If statutory regulations were to ensure that all manufacturers sold food products that conformed to an optimum standard, this problem would be solved. In fact, several manufacturers and at least one major catering firm, Compass, have said that they would welcome legislation of this sort. It would not end competition, but all products would have to conform to the nationally agreed standards. These standards should be set by the Food Standards Agency—of which more later—which should act on the expert advice of the Scientific Advisory Committee on Nutrition.
This brings me to an important question for the noble Earl. In the bonfire of the quangos that was trailed in the Daily Telegraph two weeks ago, SACN was included among the 170-odd bodies to be abolished—as was the School Food Trust and a number of other health-related organisations. If these are to be abolished, what is to take their place? The Government will always need expert advice, particularly now that we have major nutrition-related health problems. I hope that the noble Earl will assure us that these useful—I would say vital—watchdogs will be retained. If not, I hope that he will explain what is to take their place.

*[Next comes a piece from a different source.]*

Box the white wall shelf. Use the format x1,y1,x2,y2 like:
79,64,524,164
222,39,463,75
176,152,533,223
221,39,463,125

A crucial feature of scientific advisory committees is their independence from government and from industry. How is this to be retained? Perhaps the noble Earl will bring us up to date on the future of the Food Standards Agency. Which of its functions will be retained by the part of it that remains and which will be merged with existing departments? The current information is that its nutrition division is to go to the Department of Health and its food safety responsibilities to Defra. If so, this would be a backward step indeed, since the FSA was created in part to take this responsibility away from Defra following its mishandling of the BSE epidemic. What will happen to the much admired independence and transparency of the FSA?
I think that noble Lords will see where I am coming from. If we wish to see an improvement in the nation's health, more use must be made of statutory regulation of food manufacturing, advertising and marketing. This is another area that I would like to cover, but I have not got time. The noble Lord, Lord Whitty, spoke about advertising, as did other noble Lords. I think that regulation will be effective, even sometimes without being enacted, if the industry feels that there is an imminent possibility of its introduction. That may set the ball rolling, as we have seen in the case of salt reduction. However, here, as other noble Lords have said, there is still a long way to go.
In conclusion, I think that the Government would be wise to follow more closely the independent scientific advice which is available on the action that needs to be taken to improve our diet and thus reduce the burden of chronic illness.